The attacks are your disposal vary from character to character—most deal out damage, but a few work their support muscles—and offer a wide range as you can play as multiple characters at any point. Most missions and quests allow for up to two allies to go into battle with you, and pressing Select will swap from one to another. It’s a super-easy mechanic to change tactics if one simply doesn’t work. And with completely unique range, styles, and mechanics, switching at the right (or even the wrong) time will bring about a change in how you decide to battle.

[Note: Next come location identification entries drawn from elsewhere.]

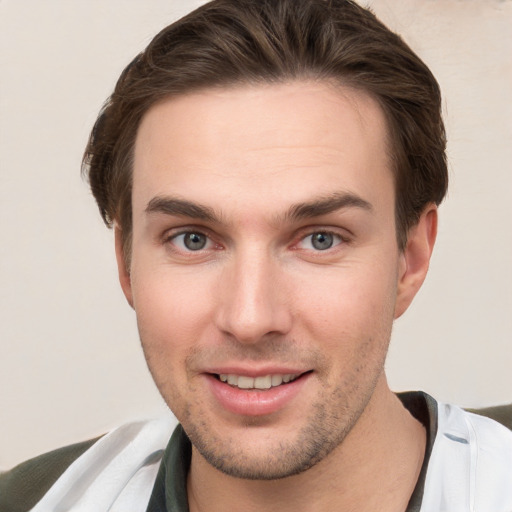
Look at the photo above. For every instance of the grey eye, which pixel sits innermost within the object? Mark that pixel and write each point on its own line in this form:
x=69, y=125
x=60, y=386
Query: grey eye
x=322, y=241
x=194, y=241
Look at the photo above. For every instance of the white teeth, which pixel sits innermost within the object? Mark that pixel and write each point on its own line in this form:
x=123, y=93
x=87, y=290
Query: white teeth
x=245, y=382
x=266, y=382
x=263, y=382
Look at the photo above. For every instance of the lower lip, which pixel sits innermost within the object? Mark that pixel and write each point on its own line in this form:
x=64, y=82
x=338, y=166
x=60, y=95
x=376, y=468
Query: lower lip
x=255, y=403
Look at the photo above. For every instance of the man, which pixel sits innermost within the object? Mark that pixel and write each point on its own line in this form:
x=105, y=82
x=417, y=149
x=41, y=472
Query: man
x=272, y=170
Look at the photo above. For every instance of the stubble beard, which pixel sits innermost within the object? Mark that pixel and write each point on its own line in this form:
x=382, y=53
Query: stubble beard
x=326, y=428
x=331, y=419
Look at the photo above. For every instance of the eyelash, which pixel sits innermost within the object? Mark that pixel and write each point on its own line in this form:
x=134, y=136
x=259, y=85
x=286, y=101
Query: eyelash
x=343, y=239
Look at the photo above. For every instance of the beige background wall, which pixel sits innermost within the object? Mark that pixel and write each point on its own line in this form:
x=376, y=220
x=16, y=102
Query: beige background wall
x=70, y=363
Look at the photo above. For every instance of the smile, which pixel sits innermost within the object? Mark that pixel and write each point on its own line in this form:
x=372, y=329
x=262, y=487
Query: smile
x=264, y=382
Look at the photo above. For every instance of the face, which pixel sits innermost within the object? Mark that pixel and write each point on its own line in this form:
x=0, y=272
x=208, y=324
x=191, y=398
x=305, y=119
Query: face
x=264, y=269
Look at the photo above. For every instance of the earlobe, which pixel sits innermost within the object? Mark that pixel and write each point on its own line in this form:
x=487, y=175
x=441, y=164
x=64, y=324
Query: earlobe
x=123, y=270
x=415, y=258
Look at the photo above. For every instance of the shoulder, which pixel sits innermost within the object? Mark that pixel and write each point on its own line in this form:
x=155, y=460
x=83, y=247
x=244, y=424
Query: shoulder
x=24, y=485
x=117, y=469
x=470, y=466
x=500, y=413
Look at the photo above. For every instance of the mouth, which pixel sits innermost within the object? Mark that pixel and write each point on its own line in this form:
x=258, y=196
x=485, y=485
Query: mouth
x=244, y=394
x=260, y=383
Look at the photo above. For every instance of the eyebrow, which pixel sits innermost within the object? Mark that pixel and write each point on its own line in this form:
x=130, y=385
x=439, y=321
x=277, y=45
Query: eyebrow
x=181, y=208
x=326, y=205
x=169, y=205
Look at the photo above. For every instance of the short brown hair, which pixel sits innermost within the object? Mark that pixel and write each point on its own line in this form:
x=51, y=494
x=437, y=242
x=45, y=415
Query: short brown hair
x=229, y=42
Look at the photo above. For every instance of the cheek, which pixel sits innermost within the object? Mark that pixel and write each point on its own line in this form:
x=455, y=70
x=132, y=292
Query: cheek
x=172, y=311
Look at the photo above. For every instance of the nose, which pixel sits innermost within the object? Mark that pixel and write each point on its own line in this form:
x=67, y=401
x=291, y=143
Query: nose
x=252, y=301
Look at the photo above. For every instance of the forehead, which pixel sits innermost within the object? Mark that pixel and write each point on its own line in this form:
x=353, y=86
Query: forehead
x=300, y=137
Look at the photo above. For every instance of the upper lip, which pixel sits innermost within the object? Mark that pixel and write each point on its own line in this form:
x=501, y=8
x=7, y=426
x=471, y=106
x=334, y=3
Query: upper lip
x=256, y=371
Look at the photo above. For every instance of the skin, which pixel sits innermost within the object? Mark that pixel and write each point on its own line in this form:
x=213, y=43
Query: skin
x=256, y=172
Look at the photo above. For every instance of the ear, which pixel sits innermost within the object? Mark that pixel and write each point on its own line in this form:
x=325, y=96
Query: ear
x=122, y=269
x=415, y=258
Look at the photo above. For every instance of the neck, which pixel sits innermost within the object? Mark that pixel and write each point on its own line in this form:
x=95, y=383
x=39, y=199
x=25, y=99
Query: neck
x=375, y=468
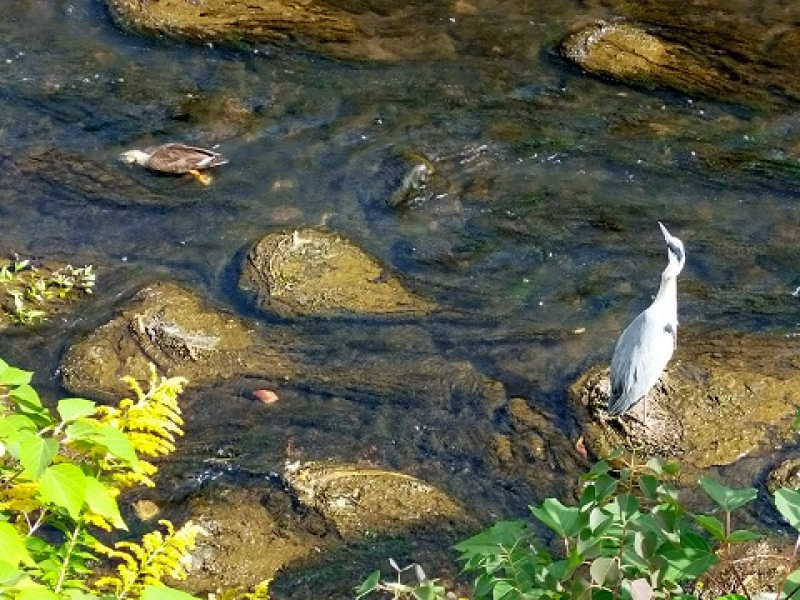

It’s essentially like a round of Marvel vs. Capcom 2
, with a smaller roster and that “gimmie” easy, just a two-button combination—R1 and square—and you’re done. It’s a minor way to do some damage to a boss or thin the herd of faceless drones, and it does break up some of the button-mashing, but most of the time they don’t even feel necessary. But for a younger or more inexperienced crowd of gamers, this works perfectly well, aside from the unintuitive item selection.
Meanwhile, in the “home base” town of… Transtown… there isn’t any action. There isn’t even any real building, which is what needs to be done to flesh out all of the options within the town. Opening up restaurants, general stores, and even a pharmacy involves little more than fetch quests and selecting “Expand” from a menu given in the Inn. Sure, they’re only there to give you a way of spending the (almost) useless money you pick up through the chapters and quests, but it really makes the whole town feel incredibly lame. When many of the buildings look similar and the map has to be opened every minute or so to make sure you haven’t soared well past the desired destination, let’s agree and say an option to either directly transport or just scrap the idea altogether for a more “traditional” approach may be preferable.
For fans of the animé
and manga, the actual story of these characters will surely pop out with little references that come along with their personalities, but thankfully anyone checking it out for the first time can enjoy the experience as well. Each character is well-animated in his or her unique style, really popping on the screen like a bunch of pastel pixies, with some of the smoothest animation I’ve seen with an anime-themed game (especially when a large number of unique figures on screen at one time). The full voice acting—only in Japanese—is a nice touch, and even the music doesn’t entirely suck. Personality in this genre goes a long way, and Unlimited World Red
has got it in spades.
For what it is, One Piece: Unlimited World Red
is a solid game. Really, you could probably tell I didn’t really slag it off too much, and that’s because there’s not too much to slag off. It looks pretty damn nice, the gameplay is workable (though I could’ve used a more obvious primer on using items, that was annoying), the town is easy to get lost in but it’s not a deal breaker… yeah, it’s not a terrible animé game. I guess when I'm offered these games, I shouldn’t groan and sigh as much as I used to. I’ve learned my lesson.
Copy provided by publisher. Review based on PS3 version. Also available on 3DS, PSVita, and WiiU.